MTBF is common on product and component datasheets, it is common in specifications and it is common in the ASQ Certified Reliability Engineer body of knowledge (CRE BoK). At one time I argued for the removal of any mention of MTBF from the CRE BoK and failed since most at the meeting agreed that MTBF is so common that it must be part of the document despite an agreement regarding the common misunderstandings of MTBF, that it is less then useful in practice and that ‘good’ reliability professionals would use better metrics.
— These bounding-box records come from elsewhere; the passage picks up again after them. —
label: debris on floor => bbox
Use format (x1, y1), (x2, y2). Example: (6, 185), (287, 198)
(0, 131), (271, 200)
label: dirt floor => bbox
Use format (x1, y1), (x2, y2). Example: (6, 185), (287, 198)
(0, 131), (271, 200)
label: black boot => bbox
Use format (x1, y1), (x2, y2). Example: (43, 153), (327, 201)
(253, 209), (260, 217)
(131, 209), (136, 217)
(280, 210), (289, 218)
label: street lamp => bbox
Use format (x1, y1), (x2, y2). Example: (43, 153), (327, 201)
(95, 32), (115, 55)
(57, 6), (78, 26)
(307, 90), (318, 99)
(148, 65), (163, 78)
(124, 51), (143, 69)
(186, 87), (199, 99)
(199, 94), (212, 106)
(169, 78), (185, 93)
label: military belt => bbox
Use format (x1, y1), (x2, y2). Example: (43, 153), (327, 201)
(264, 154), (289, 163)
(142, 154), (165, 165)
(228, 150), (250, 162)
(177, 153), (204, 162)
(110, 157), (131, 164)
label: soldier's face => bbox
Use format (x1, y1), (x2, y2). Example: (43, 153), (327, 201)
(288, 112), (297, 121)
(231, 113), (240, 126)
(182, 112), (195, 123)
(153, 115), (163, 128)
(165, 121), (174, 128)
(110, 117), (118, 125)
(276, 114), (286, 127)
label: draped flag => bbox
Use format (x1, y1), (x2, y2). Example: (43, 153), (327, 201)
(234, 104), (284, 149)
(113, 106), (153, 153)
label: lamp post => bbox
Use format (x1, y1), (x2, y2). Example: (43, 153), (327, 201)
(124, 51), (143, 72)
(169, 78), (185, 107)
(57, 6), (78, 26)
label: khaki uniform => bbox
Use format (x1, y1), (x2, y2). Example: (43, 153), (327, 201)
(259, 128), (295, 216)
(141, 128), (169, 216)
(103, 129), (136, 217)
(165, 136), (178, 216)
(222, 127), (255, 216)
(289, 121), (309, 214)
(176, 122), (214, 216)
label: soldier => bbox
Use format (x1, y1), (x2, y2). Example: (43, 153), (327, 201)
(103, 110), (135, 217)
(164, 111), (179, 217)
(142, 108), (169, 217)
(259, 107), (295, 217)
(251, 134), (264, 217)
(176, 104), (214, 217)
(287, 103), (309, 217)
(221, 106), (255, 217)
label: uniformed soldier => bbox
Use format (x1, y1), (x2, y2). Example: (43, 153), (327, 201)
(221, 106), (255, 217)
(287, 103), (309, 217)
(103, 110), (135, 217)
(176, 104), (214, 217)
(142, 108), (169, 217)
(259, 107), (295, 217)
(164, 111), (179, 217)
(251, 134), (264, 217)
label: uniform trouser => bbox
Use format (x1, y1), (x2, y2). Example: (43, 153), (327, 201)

Do we use MTBF simply because it is there? Is it so simple and widely requested that we comply and tally total hours and divide by number of failures, without regard to the assumptions and mistakes that that single number causes? Are we so naïve to believe a single number reasonably describes the failure rate over the life of the product or component? No, I suspect visitors of this site reading this blog are enlightened and know better.
As reliability professionals, we have the obligation to our profession, career and organization to use our knowledge to provide value. A great way to provide value is to educate those around us, apply the appropriate tools, and create value. In organizations using MTBF you have the unique situation to contribute significant value.
Plot your data, and take a look at it. Does the exponential distribution fit? If the data does not have a constant failure rate or has a known wear-out mechanism I would suspect you’d soon see the divergence of the MTBF value and reality. This is basic statistics; just plot the data and the fit. Show the discrepancy to your team. Determine if the decisions based on the data would change using a better description of the data. I would suspect in many cases decisions will change, as has been my experience.
Ask your customers, clients, vendors and managers what they really mean when they talk about MTBF. If you see “50,000 hours MTBF” that should immediately trigger a few questions:
- What do you really want? 50k hours of failure free operation or 2/3rds to fail in 50k hours?
- Over what duration does this apply? Is this a two or five year product? MTBF, as you know, is only the failure rate.
- When do you expect the first failures to occur?
- What is the initial use acceptable failure rate?
- What assumptions are you making related to this metric? Where is the data to support those assumptions?
- Would you rather specify reliability clearly? Let me show you how.
Lets take charge. Lets not accept poorly conceived requirements. Lets use the tools and our knowledge to enable successful and reliable products.